Kurds: Allies in war, absent in peace... until when?
From Mustafa Barzani to the fight against ISIS and beyond, the Kurdish experience reveals a recurring pattern of military partnership without political inclusion.
Wednesday 03/06/2026
When wars erupt in the Middle East, the Kurds are often portrayed as indispensable allies. Their fighters are praised, their sacrifices are recognized, and their role is described as essential to regional stability. Yet when the guns fall silent and political settlements begin, Kurdish aspirations frequently fade from the negotiating table. This recurring pattern has shaped Kurdish perceptions of international politics for decades and continues to raise a difficult question: are the Kurds genuine partners in shaping the future of the region, or merely strategic actors whose importance ends when the immediate crisis is over?
The Kurdish issue is not confined to a single country. It is a cross-border question that extends across Iraq, Syria, Iran, and Turkey. Despite the different political realities in each of these states, many Kurds share a common historical memory: they have repeatedly found themselves at the center of regional conflicts, only to discover that their political concerns receive far less attention once peace negotiations begin.
The roots of this perception stretch back to the experience of Mustafa Barzani and the collapse of the Kurdish movement following the Algiers Agreement of 1975. For many Kurds, that episode became a symbol of the gap between strategic cooperation and lasting political commitment. It reinforced a belief that international support can be highly conditional and vulnerable to changing geopolitical calculations.
In Iraq, Kurdish forces played a decisive role in confronting ISIS. The Peshmerga became one of the most effective ground forces fighting the organization and earned widespread international recognition. Yet many of the core political disputes affecting the Kurdistan Region remained unresolved after the military campaign ended. For many Kurds, this reinforced the idea that military partnership does not automatically translate into political progress.

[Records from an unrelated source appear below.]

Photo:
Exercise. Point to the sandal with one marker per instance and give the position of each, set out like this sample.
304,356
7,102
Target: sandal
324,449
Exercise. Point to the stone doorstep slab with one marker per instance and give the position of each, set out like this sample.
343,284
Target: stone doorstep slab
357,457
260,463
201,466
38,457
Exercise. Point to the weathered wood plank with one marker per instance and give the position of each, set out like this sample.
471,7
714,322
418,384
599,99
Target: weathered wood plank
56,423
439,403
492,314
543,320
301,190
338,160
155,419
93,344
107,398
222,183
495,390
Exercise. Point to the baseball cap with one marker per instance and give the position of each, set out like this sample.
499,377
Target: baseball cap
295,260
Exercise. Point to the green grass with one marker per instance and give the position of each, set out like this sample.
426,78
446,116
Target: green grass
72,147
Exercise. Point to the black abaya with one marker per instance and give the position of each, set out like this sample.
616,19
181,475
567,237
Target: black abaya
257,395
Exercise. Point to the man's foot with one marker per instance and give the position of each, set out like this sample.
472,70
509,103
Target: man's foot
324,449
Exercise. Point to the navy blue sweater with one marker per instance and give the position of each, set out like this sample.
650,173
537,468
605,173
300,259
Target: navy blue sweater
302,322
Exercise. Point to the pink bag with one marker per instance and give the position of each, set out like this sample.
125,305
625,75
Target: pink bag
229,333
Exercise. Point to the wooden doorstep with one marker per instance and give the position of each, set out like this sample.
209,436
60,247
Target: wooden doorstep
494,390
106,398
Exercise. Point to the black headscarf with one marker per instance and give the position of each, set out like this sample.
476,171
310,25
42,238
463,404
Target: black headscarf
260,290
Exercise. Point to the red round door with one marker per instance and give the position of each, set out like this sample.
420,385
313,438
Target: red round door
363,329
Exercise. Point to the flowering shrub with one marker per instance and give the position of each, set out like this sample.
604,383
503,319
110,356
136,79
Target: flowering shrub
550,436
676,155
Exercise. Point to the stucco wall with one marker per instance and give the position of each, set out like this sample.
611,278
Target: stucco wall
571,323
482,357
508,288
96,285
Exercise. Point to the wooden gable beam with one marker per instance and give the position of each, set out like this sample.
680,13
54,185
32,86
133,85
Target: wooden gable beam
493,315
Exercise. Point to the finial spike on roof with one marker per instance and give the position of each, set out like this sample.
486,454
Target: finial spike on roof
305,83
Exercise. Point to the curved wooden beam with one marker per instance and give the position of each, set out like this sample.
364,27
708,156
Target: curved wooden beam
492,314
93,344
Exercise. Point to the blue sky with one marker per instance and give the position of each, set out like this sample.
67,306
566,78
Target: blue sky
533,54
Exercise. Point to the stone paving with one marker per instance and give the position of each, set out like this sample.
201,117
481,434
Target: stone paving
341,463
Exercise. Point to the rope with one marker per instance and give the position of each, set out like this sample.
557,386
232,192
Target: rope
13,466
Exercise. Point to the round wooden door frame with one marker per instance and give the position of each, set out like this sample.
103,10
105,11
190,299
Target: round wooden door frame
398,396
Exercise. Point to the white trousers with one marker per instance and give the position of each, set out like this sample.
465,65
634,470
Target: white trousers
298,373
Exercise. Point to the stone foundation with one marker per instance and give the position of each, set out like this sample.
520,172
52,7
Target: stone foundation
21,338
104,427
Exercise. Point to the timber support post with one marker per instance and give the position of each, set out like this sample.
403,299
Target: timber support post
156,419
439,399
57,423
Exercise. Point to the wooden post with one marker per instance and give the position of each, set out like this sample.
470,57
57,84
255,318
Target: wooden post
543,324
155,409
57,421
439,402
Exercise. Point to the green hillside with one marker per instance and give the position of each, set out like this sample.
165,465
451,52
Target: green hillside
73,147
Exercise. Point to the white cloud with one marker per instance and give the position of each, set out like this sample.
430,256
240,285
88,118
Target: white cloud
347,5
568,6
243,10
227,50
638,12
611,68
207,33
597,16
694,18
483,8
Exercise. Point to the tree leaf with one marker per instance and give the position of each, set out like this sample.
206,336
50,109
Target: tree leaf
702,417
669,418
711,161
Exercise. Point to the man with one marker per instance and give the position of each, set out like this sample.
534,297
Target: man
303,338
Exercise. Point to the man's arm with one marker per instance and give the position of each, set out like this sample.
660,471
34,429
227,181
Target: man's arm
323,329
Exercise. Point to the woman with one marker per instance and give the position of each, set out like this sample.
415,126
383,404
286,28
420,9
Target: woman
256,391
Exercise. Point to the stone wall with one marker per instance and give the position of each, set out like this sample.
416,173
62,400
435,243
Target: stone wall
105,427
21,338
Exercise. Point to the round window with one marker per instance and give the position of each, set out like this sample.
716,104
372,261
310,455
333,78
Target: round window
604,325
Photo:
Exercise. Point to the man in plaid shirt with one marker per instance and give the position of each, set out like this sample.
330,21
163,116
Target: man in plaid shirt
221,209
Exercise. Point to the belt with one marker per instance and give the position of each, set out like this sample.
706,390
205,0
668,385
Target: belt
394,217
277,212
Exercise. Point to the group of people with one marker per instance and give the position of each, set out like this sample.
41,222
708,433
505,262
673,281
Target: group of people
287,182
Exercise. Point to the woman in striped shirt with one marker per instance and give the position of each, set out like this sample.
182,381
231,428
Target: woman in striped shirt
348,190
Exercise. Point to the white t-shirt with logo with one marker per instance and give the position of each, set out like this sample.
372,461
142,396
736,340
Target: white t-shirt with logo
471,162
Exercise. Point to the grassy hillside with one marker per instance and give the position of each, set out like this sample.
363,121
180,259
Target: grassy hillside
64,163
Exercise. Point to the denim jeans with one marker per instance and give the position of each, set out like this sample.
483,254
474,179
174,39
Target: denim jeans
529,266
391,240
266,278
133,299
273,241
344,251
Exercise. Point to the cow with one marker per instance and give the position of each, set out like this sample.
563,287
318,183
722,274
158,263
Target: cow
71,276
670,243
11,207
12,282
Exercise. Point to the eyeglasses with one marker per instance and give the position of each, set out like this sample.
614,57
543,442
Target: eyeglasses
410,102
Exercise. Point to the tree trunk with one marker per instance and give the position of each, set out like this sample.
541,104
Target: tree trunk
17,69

A similar experience emerged in Syria. Kurdish-led forces became the most effective local partner of the United States and the international coalition against ISIS. Their contribution was widely acknowledged, and they paid a heavy price in lives and resources. However, shifting regional priorities later exposed the limits of military alliances that were not accompanied by clear and durable political guarantees. As a result, many Syrian Kurds felt that the burden of war had not been matched by an equivalent commitment during the search for political solutions.
Recent tensions involving Iran revived similar concerns. While the United States and its allies avoided direct large-scale ground involvement, discussions in policy and media circles frequently highlighted the potential role of local opposition groups in increasing pressure on Tehran. This inevitably raised questions among Kurdish communities. Would they once again be expected to confront a powerful state without meaningful guarantees or sustained support? Such concerns are rooted not in political hesitation but in a realistic assessment of the risks involved. Any open confrontation with a state as powerful as Iran could have devastating consequences for Kurdish populations if external backing proved temporary or insufficient.
In Turkey, the Kurdish question presents another dimension of the same challenge. Despite being one of the most significant political and social issues in the country, it often receives less international attention than other regional concerns. International positions are frequently shaped by strategic relations with Ankara, leaving Kurdish political and cultural demands secondary to broader geopolitical considerations.
The common thread connecting these experiences is not necessarily hostility toward the Kurds. States act according to interests, security priorities, and strategic calculations. The problem, from a Kurdish perspective, is the recurring imbalance between wartime cooperation and peacetime inclusion. Kurdish actors are often viewed as valuable partners in managing conflicts, yet they rarely enjoy the same level of participation when political settlements are designed.
This perception has produced a deep sense of caution within Kurdish political thought. Many Kurds no longer measure international relationships solely by promises made during crises. Instead, they increasingly judge them by the willingness of partners to support political inclusion, rights, and long-term stability once military objectives have been achieved.
The lesson of recent decades is clear: military partnership alone is not enough. Lasting stability requires political inclusion, recognition, and meaningful participation in shaping the future. For policymakers in Washington, London, Brussels, and regional capitals, the Kurdish experience offers an important strategic lesson. Sustainable peace cannot be built by relying on a people during war while excluding them from the architecture of peace.
The Kurds have repeatedly demonstrated that they are willing and able to contribute to regional security. The question facing the international community is whether it is prepared to treat them not only as allies in times of conflict, but also as stakeholders in times of peace.